I couldn’t fathom the idea that my uncle was little more than an abandoned building; at any moment I expected his hand to tighten around mine and laugh off such a convincing hoax. What I realized is that death is only final in a physical sense – I still have the memories of our midnight kitchen raids, and the fish dinners he made with the leftover bounty of his summer fishing job – and in that way, he has been immortalized. Part of the comfort of writing, and being a writer, is knowing that pen and paper are sometimes more effective in record keeping than memory, and that thoughts can be forever preserved on paper; to keep a person living in ink makes death a little more palatable.
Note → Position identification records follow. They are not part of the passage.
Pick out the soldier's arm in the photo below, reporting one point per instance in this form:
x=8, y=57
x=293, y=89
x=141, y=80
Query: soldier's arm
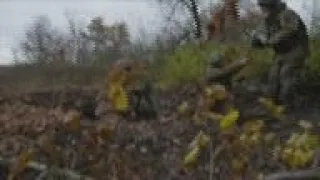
x=289, y=22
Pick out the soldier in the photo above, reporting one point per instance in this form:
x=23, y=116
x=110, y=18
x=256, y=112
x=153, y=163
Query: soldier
x=221, y=71
x=283, y=31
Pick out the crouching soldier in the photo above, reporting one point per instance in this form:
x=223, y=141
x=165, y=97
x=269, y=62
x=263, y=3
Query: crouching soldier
x=138, y=88
x=222, y=72
x=283, y=31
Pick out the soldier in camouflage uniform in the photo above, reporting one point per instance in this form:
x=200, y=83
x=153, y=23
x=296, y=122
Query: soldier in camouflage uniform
x=143, y=97
x=283, y=31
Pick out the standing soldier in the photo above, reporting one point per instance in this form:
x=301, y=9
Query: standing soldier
x=284, y=31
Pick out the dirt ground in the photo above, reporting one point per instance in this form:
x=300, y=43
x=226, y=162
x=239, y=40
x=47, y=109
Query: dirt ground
x=126, y=149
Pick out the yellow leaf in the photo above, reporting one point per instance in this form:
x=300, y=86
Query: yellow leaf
x=229, y=120
x=196, y=146
x=305, y=124
x=183, y=107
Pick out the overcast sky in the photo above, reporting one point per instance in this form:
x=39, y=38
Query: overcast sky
x=16, y=15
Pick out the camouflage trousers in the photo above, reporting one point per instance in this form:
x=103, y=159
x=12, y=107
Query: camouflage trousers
x=143, y=101
x=284, y=77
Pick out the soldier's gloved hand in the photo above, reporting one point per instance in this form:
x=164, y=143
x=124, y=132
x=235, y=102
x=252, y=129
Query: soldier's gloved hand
x=257, y=42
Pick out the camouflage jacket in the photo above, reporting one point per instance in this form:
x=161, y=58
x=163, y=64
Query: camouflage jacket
x=284, y=30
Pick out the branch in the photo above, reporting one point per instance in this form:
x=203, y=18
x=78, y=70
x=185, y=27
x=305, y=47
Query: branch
x=44, y=168
x=296, y=175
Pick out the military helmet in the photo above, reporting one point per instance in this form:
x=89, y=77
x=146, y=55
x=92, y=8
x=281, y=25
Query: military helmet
x=268, y=2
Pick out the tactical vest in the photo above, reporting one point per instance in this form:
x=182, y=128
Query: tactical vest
x=295, y=39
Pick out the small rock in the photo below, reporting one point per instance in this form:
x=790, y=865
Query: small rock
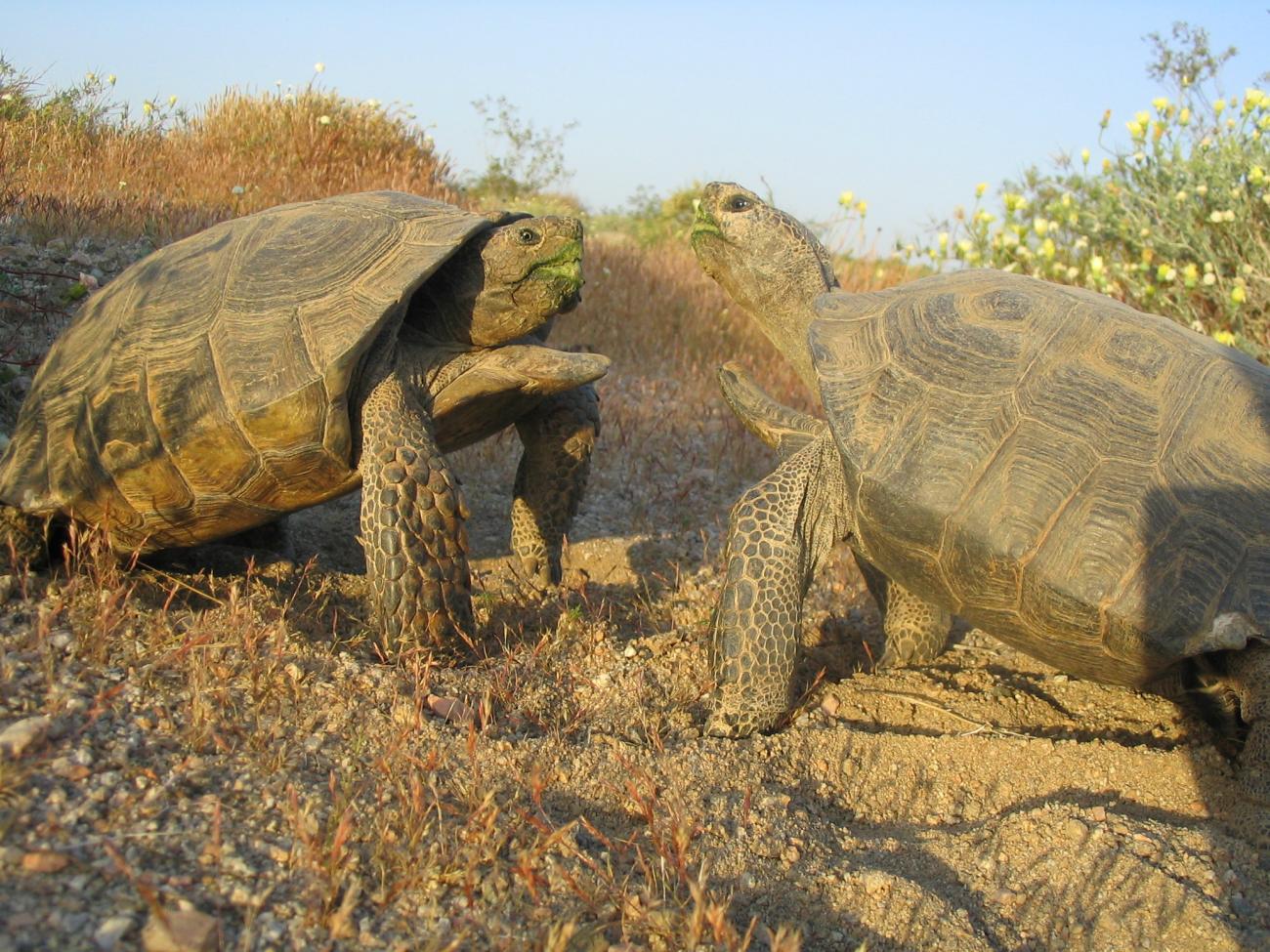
x=1004, y=897
x=875, y=883
x=11, y=855
x=108, y=933
x=21, y=735
x=181, y=931
x=1075, y=829
x=45, y=861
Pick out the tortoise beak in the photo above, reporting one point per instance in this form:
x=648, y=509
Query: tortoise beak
x=702, y=223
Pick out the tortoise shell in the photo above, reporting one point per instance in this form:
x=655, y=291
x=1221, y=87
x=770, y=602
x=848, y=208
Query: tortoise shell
x=1082, y=480
x=206, y=389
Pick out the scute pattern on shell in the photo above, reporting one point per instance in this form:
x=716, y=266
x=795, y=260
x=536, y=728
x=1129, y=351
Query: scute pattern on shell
x=1109, y=559
x=206, y=389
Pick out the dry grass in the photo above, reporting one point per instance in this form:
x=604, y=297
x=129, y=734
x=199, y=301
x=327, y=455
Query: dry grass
x=240, y=153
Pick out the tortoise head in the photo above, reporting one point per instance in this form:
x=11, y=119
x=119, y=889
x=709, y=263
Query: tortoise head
x=761, y=255
x=767, y=262
x=506, y=282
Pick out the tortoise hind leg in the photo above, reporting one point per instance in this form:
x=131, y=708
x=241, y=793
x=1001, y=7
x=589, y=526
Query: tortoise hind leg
x=23, y=538
x=1248, y=676
x=559, y=435
x=915, y=631
x=779, y=534
x=411, y=521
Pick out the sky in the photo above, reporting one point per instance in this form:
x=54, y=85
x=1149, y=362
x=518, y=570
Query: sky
x=906, y=104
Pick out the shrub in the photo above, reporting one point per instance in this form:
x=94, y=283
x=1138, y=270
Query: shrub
x=1176, y=223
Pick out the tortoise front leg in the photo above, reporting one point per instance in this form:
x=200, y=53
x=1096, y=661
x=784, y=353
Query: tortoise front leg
x=411, y=523
x=780, y=533
x=559, y=436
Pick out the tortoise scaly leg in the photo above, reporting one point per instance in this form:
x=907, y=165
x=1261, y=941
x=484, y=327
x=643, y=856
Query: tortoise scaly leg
x=1249, y=677
x=23, y=538
x=915, y=631
x=559, y=436
x=411, y=523
x=780, y=533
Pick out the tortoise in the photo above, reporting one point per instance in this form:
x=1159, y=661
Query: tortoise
x=283, y=358
x=1083, y=481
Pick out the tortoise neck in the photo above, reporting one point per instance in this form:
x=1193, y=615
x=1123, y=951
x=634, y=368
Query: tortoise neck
x=786, y=321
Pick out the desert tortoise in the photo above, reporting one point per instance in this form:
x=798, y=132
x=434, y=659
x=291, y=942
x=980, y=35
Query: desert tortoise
x=279, y=359
x=1084, y=481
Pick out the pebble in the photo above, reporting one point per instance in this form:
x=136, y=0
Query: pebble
x=875, y=883
x=21, y=735
x=109, y=931
x=1075, y=829
x=45, y=861
x=181, y=931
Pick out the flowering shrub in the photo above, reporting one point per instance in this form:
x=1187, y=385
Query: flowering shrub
x=1177, y=223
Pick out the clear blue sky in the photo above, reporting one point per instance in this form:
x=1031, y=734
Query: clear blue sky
x=909, y=104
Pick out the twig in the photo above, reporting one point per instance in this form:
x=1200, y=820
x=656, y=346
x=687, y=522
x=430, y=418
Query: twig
x=921, y=699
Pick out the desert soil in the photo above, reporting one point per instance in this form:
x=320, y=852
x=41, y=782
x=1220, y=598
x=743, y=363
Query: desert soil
x=242, y=753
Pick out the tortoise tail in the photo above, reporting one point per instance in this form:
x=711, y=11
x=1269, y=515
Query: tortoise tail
x=783, y=428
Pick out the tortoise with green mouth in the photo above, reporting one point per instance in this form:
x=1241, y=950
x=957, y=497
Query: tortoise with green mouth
x=1087, y=482
x=283, y=358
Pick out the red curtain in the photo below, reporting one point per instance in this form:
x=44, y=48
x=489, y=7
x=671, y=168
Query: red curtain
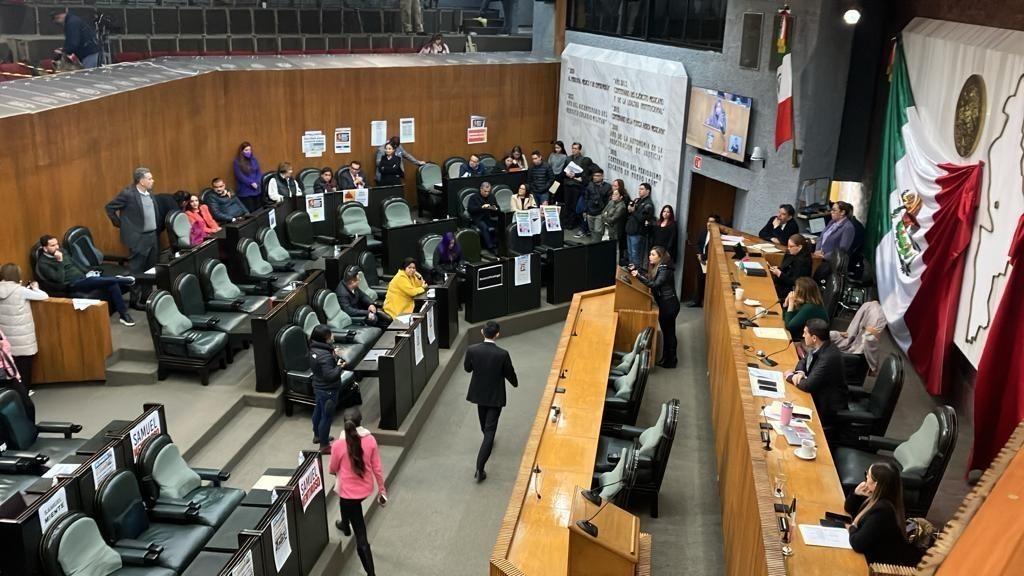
x=931, y=318
x=998, y=394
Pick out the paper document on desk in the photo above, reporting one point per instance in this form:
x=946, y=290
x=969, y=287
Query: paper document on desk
x=768, y=383
x=83, y=303
x=774, y=333
x=828, y=537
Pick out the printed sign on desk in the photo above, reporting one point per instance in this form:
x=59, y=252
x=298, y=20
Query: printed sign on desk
x=310, y=484
x=148, y=427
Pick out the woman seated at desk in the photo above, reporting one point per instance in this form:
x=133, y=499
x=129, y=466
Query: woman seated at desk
x=403, y=287
x=448, y=257
x=796, y=263
x=802, y=304
x=879, y=527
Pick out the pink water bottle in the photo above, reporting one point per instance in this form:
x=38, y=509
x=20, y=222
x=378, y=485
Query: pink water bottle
x=786, y=413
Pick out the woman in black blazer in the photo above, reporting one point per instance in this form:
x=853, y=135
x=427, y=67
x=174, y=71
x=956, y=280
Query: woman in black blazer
x=797, y=263
x=879, y=528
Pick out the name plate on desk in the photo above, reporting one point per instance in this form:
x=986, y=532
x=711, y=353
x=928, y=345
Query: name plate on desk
x=489, y=277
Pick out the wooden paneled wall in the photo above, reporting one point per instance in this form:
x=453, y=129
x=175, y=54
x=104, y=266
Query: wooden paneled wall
x=61, y=166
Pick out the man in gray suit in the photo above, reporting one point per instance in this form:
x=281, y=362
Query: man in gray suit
x=491, y=366
x=138, y=215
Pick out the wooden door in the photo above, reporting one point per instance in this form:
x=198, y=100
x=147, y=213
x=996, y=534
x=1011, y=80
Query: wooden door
x=707, y=197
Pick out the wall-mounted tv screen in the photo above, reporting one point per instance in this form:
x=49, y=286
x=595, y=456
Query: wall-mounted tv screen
x=718, y=122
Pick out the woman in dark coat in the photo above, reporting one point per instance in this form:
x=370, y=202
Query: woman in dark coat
x=797, y=263
x=660, y=280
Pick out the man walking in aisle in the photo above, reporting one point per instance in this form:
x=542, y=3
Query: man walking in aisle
x=491, y=366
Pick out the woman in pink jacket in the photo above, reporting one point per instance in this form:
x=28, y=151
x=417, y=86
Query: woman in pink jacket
x=356, y=462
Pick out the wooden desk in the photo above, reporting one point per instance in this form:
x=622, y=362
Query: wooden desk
x=752, y=539
x=73, y=344
x=534, y=539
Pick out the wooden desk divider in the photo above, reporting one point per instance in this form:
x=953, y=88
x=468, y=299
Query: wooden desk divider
x=615, y=549
x=631, y=293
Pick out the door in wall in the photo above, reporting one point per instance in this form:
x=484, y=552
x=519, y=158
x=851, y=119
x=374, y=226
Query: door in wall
x=707, y=197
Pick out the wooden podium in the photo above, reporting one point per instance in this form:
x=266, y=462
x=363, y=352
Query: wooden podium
x=615, y=550
x=631, y=293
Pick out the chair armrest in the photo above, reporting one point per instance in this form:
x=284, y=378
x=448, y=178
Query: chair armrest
x=225, y=305
x=23, y=463
x=624, y=432
x=67, y=428
x=170, y=512
x=213, y=475
x=203, y=322
x=855, y=416
x=858, y=393
x=881, y=443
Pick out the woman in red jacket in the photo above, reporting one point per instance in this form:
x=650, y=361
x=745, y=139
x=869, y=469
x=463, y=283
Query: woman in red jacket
x=201, y=213
x=356, y=461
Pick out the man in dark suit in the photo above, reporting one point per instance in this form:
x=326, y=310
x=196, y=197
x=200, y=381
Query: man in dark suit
x=779, y=228
x=139, y=215
x=491, y=366
x=353, y=177
x=821, y=373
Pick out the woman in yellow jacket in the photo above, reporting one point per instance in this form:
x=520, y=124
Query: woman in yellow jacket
x=403, y=287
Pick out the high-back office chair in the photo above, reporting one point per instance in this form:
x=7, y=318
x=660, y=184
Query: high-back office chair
x=188, y=295
x=922, y=459
x=257, y=271
x=280, y=258
x=623, y=361
x=464, y=196
x=306, y=244
x=79, y=244
x=167, y=479
x=222, y=294
x=488, y=162
x=178, y=231
x=625, y=394
x=329, y=312
x=179, y=342
x=73, y=544
x=615, y=485
x=517, y=245
x=503, y=197
x=869, y=412
x=307, y=176
x=124, y=522
x=653, y=449
x=22, y=433
x=352, y=221
x=427, y=197
x=453, y=166
x=469, y=244
x=292, y=347
x=395, y=212
x=427, y=247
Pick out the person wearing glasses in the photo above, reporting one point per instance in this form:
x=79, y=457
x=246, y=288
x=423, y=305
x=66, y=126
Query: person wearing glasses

Being preserved in this way makes the future of physical decay easier to accept in others, but not in ourselves. Most of us find it difficult to deny our inner Dorian Gray – while we obsess over the aging process, or more accurately, our expiration date, we overlook the valuable years we’re given. To live is not trudging to one’s nine-to-five job, paying the bills, doing the laundry, meticulously cleaning an over-priced car. To live means following my uncle’s example: secretly drinking out of the milk jug, wearing shorts in the middle of an Alaskan winter just to feel the cold – to live is more than existing at the most biological level, it is, as Steve jobs once said, staying hungry and foolish.
Death must not only be acknowledged, but accepted. Death and its deadline shouldn’t be feared, but rather, the days in between should be welcomed as a gift. To truly live means accepting the beauty, the opportunity, and the risk of every day living; it means having an excellent sense of humor, and laughing with death when the punch line of his final joke is delivered.